Criteria for assessing a Melan-A staining as optimal
included: a strong and
distinct intracytoplasmic reaction in the normal
melanocytes and the tumour cells of
the malignant melanoma and the blue naevus.
If mAb A103 was used, also a distinct staining of the
granulosa cell tumour and adrenal cortical cells
should be seen. A weak non-specific staining of enterocytes
is accepted. All other cells should remain unstained.
35
laboratories submitted stainings. At the assessment, 14
laboratories achieved optimal staining
(40%), 10 good (29%), 8 borderline
(23%), and 3
poor staining (8%).
33 used mAb
A103 (DakoCytomation
(24),
Novocastra
(7),
Ventana
(2)).
2
laboratories
used mAb Melan A Ab-3 (Neomarkers), a cocktail
of the two clones M2-7C10
and M2-9E3. Optimal results could be
obtained with both mAb A103 and the melan-A Ab3 cocktail.
Using mAb A103, it
was mandatory to use HIER in Tris-EDTA/EGTA pH 9 to obtain
an optimal staining. While melanocytes and the malignant melanoma could in
most cases be stained with less
sensitive protocols, the granulosa cell tumour and the adrenal cortex could
not.
The optimal
dilution for A103 ranged from 1:25 to 1:200.

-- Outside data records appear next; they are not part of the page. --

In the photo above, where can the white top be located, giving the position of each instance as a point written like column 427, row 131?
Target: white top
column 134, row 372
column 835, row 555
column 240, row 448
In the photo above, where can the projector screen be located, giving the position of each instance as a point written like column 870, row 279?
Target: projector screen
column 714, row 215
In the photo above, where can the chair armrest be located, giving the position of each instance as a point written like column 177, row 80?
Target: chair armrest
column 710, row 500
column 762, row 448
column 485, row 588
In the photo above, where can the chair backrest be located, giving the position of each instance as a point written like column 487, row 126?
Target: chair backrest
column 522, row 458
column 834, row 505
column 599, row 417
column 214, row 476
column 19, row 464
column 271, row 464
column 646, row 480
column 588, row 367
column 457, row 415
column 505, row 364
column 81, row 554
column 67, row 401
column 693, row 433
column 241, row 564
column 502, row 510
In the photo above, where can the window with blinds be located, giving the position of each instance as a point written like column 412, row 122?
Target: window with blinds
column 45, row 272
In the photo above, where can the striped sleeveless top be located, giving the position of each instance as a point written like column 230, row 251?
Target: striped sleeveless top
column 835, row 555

Using the mAb cocktail M2-7C10
and M2-9E3 an optimal result was obtained with HIER in Citrate pH 6 (one
laboratory).
The most frequent causes of insufficient
stainings (often in combination) were:
- A too
low concentration of the
primary Ab
- No or insufficient HIER
(citrate pH 6 or too short heating time with Tris-EDTA/EGTA
pH 9)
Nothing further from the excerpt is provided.